How much better is your system?

How much does your bidding system really make a difference?

I was talking with various people in the Toronto Regional last weekend and the comments ranged from “it’s the biggest difference” to “not at all”.  I have to admit I’m probably in the middle heading towards “not at all”.

Now, I’m not a naturalist.  I don’t believe that Rubber Bridge style of bidding with basically zero system is the right way to go.  But how much of a difference do different conventions make in the long run?  We had a great hand for NAMYATS on the weekend:

West East
xx AKx
xx AQxxx
x Qxxxx
West North East South
4D* P 5D* P
6S P P P

4D showed a NAMYATS spades hand and 5D showed slam interest with Diamonds and Hearts controlled.  The plus side of this auction – we got to a slam that was a little better than 50% which is fairly hard to reach on other methods.  The down side – East had to guess as to whether to try to bid for a slam with one bid at the 5 level with a void in partner’s suit.  The auction was hardly scientific.  I’m sure there are better methods than NAMYATS in a forcing club system.  Here’s the thing – for the majority of partnerships remembering sequences and discussions and complex scientific auctions takes a lot of brainpower – especially after playing bridge for 6 days straight.

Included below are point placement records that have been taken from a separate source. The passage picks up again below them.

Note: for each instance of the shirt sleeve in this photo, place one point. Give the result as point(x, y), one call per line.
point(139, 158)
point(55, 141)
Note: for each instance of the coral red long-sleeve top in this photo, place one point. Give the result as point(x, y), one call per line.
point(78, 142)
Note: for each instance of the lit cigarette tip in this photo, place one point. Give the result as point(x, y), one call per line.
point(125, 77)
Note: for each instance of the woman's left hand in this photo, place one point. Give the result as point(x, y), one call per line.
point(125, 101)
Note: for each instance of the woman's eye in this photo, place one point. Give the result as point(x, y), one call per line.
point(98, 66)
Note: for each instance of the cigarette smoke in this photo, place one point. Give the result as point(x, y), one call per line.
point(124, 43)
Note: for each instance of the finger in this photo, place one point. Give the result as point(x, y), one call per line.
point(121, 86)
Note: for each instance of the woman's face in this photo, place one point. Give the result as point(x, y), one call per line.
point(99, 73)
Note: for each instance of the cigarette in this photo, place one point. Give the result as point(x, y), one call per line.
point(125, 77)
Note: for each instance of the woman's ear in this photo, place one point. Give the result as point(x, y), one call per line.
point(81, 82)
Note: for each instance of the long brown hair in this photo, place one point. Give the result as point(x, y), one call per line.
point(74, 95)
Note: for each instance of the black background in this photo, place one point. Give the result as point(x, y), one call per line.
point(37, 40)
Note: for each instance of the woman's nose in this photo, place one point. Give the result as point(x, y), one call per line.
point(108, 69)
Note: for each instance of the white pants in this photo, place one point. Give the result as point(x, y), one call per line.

I recall watching the Spingold recently where the auction went:

West North East South
1S P 4H* P

After tons of bridge it was a tough question for West as to whether their agreement was 4H was a splinter in support of spades or a weak 4H bid.  Matches get decided on auctions like these; tired mistakes.

In my humble opinion, it’s more important to have strong agreements that you can remember than having the best, most scientific system.  The more you play the same system, the more it becomes second nature, the less you worry about the simple sequences and auctions and the more you can concentrate on play, defense and bidding judgement.

1 Comment

bobby wolffApril 15th, 2009 at 11:23 am

A wonderful article, although possibly not long enough.

The last paragraph, at least to me, sums it up accurately. In these days of changing partners it becomes disadvantageous, although possibly even playing basically the same methods, to remember all the different nuances and tendencies from one partner to another.

We would probably agree that some systems, methods and treatments are better for certain type hands but subject to other disadvantages for others. It is all a lifetime learning experience, before one usually finally settles for what is simple and, above all, what can be remembered.

Also, never forget, that unfamiliarity with certain type sequences sometimes leads to dreaded hesitation disruption which, in general, makes our game, although usually unintentionally, less than it should be, since partner will likely read one’s potential problem.

Thank you, Colin for bringing up this perplexing subject.